Another good option for an early-game ally is the Imladris Stargazer. For a small cost of 2 resources, having the ability to scry your deck and rearrange the top five cards is very powerful. This effect is even better in multi-player games, because you can choose another player. Decks featuring spheres like Tactics and Leadership, which lack these kinds of abilities, can take special advantage of this. It should also be mentioned that Imladris Stargazer is a key component to combos that involve cards like Vilya, Expert Treasure-Hunter and Zigil Miner. Even when those combos are not present, being able to smooth your next few draws can be a huge advantage in the first few rounds.
When it comes to attachments, the best early game plays in Spirit all involve some form of action advantage.
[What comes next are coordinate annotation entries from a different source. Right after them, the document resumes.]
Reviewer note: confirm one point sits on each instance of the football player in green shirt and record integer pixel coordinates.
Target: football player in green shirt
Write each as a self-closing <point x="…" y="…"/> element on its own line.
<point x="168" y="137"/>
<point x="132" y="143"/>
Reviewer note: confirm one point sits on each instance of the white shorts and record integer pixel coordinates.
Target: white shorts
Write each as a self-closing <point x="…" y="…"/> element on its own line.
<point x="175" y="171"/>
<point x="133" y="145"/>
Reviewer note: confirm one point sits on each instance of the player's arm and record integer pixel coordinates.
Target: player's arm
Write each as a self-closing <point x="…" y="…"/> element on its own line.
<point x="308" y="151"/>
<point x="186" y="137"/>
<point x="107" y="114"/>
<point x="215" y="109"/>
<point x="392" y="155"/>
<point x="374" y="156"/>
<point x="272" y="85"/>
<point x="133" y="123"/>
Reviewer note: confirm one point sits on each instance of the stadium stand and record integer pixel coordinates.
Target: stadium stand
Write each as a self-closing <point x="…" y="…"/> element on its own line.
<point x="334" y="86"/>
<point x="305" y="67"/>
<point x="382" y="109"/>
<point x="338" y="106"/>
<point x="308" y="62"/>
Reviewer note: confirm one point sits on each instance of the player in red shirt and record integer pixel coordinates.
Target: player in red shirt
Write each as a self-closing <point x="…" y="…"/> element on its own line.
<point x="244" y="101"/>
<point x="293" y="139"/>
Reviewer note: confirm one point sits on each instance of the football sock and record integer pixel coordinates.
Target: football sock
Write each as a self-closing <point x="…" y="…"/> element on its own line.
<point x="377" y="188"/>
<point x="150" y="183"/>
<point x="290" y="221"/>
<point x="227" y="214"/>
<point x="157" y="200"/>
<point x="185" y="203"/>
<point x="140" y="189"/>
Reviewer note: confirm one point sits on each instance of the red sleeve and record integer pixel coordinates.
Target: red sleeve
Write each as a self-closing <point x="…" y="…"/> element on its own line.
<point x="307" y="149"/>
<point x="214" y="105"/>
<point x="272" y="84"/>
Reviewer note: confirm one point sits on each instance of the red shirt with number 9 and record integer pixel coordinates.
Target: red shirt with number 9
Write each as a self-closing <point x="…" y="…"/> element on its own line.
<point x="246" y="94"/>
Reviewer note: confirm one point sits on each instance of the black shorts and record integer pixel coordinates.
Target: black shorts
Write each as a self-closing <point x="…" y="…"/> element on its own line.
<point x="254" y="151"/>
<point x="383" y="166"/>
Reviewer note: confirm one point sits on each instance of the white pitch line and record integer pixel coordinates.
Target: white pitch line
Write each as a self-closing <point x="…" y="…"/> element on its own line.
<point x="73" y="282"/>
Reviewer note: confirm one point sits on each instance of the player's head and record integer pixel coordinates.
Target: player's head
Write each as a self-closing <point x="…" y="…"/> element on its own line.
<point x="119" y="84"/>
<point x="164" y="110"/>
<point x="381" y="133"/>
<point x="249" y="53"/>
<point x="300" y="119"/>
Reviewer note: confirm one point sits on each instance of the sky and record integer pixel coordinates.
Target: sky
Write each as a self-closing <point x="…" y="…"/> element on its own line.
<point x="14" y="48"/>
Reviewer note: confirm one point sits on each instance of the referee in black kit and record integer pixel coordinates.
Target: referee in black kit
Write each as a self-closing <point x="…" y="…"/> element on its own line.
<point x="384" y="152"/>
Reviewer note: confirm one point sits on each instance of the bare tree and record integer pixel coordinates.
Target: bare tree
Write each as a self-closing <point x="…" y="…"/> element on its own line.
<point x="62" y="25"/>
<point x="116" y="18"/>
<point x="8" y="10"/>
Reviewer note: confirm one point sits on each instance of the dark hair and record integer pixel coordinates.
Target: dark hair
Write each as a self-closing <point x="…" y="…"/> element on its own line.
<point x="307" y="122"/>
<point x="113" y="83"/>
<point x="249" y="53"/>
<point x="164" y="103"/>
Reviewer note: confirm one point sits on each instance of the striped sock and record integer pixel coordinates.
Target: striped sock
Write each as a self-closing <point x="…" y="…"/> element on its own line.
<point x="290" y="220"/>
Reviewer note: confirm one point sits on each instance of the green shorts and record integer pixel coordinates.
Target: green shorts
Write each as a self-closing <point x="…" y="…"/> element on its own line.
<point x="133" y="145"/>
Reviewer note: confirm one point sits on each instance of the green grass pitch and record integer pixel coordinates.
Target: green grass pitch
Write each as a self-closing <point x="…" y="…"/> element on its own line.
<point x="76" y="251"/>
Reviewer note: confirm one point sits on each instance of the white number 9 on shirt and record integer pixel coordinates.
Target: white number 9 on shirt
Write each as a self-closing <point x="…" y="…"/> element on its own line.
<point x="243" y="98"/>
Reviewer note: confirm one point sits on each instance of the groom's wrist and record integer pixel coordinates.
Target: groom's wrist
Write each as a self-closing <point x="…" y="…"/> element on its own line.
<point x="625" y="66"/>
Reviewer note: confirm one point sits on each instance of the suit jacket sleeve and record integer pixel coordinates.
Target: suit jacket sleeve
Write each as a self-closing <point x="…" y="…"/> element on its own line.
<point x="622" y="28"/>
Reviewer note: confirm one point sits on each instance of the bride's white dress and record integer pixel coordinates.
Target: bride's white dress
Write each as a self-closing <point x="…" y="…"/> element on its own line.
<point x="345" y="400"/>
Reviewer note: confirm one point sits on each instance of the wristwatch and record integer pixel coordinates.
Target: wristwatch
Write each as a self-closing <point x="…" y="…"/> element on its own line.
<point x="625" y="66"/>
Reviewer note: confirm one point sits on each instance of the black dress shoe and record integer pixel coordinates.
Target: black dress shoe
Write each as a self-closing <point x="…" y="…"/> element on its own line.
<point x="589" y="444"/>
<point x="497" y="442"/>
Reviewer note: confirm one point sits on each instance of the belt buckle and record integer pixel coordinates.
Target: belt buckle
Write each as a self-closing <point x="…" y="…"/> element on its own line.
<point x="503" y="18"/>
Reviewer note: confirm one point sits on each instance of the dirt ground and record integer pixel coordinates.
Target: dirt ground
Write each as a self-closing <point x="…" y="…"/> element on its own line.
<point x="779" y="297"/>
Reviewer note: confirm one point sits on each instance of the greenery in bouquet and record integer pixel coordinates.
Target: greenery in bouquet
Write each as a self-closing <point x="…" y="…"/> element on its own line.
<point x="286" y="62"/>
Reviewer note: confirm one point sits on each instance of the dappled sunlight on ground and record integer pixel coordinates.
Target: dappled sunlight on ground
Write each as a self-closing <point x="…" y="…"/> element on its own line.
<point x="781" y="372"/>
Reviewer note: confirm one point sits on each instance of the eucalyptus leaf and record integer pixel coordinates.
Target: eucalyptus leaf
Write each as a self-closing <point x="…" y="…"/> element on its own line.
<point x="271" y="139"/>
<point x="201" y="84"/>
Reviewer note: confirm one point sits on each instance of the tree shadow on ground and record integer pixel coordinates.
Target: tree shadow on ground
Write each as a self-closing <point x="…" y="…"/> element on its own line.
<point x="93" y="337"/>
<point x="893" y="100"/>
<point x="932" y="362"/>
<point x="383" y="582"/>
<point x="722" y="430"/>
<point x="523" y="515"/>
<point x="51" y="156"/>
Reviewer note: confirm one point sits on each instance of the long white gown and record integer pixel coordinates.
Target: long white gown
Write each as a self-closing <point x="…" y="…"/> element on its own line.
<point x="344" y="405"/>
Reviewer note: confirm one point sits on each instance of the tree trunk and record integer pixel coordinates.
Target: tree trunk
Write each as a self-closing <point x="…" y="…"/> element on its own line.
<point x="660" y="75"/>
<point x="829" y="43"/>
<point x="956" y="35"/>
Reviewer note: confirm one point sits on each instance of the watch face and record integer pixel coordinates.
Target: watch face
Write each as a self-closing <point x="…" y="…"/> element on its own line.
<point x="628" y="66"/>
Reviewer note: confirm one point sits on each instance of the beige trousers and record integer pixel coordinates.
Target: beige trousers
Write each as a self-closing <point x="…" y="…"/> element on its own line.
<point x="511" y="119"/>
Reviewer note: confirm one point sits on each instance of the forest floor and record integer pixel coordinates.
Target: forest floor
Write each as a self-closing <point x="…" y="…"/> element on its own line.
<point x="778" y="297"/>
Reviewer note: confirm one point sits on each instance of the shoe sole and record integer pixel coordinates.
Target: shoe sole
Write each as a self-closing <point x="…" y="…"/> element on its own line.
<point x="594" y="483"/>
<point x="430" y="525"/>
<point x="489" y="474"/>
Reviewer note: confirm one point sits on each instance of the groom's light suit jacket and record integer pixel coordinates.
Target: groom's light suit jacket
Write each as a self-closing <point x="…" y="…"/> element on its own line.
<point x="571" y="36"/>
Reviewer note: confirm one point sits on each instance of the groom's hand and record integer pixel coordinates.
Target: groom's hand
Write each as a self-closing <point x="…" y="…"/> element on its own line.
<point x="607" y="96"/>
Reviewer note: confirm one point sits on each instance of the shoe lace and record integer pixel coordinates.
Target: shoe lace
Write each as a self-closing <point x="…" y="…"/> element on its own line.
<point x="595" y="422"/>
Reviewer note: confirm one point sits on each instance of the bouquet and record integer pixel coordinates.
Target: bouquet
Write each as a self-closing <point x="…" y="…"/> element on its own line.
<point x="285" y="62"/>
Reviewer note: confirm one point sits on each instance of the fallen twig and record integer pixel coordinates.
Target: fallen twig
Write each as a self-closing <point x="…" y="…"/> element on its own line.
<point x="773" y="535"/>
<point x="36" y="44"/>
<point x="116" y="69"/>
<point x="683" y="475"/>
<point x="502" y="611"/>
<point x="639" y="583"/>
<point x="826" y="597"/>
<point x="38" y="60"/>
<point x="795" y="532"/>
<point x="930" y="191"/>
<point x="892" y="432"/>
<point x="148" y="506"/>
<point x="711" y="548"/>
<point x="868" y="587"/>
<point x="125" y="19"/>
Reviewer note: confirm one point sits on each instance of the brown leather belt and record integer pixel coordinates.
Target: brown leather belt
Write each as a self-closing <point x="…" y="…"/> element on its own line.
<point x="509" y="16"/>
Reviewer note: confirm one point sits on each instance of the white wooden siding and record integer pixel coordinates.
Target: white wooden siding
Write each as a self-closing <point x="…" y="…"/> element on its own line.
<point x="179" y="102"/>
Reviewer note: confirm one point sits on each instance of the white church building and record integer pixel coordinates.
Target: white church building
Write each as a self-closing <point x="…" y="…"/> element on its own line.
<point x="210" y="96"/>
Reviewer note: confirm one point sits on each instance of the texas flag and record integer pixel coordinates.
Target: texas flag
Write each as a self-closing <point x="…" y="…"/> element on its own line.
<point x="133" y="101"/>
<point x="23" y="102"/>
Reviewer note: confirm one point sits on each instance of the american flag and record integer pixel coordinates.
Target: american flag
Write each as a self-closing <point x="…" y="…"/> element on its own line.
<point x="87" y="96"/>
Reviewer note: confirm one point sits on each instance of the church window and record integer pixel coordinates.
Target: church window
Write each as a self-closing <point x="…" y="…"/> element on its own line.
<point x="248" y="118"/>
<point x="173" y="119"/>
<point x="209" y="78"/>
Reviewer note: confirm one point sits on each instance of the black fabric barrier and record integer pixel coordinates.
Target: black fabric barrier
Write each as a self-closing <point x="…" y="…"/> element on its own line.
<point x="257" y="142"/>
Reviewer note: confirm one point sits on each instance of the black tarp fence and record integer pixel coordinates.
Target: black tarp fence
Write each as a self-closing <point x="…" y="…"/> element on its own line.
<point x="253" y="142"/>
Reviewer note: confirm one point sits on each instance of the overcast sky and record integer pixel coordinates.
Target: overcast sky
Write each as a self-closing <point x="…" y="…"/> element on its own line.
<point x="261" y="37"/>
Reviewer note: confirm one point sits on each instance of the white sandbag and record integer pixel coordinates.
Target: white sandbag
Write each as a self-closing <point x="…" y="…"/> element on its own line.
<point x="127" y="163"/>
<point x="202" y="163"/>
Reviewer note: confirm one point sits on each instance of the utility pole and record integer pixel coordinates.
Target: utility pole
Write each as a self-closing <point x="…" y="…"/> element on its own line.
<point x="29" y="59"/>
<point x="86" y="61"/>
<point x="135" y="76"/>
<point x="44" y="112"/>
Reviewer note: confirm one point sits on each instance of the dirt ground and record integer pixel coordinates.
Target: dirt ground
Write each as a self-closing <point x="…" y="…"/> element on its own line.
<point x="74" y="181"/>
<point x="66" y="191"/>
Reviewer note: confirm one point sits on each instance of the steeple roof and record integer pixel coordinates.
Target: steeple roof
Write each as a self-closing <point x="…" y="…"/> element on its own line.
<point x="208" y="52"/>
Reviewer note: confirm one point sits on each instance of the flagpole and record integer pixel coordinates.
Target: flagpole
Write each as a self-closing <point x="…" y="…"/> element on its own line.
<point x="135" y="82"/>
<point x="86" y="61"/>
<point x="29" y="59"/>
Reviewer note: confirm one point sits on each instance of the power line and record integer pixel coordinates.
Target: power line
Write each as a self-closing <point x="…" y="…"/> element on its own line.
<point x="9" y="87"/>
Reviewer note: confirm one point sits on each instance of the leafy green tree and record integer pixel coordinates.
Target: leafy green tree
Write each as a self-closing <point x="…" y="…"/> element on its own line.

Light of Valinor, Miruvor and Unexpected Courage are all great cards, and provide additional actions that are vital in the early rounds. Light of Valinor is a must-include card for any deck that features the Spirit version of Glorfindel, but can also be quite useful on other heroes like Elrond.
Unexpected Courage is the best readying effect in the game, but its higher cost can make it harder to play quickly, especially when saving resources to play A Test of Will or Hasty Stroke. Miruvor is one of the best early-game plays in Spirit, not only does it provide a readying effect, but it can pay for itself after it is triggered.
The early-game Spirit events will come as little surprise. A Test of Will and Hasty Stroke are both great cards throughout the game. However, early on, when there is less margin for error, is when cancellation is the most critical. Once an army of allies has been built up, equipped with an arsenal of powerful attachments, good strategy can be used to mitigate the effects of most treacheries and shadow cards. It is these cards, used early and judiciously, that will allow you to survive to that later state of the game that holds more certainty.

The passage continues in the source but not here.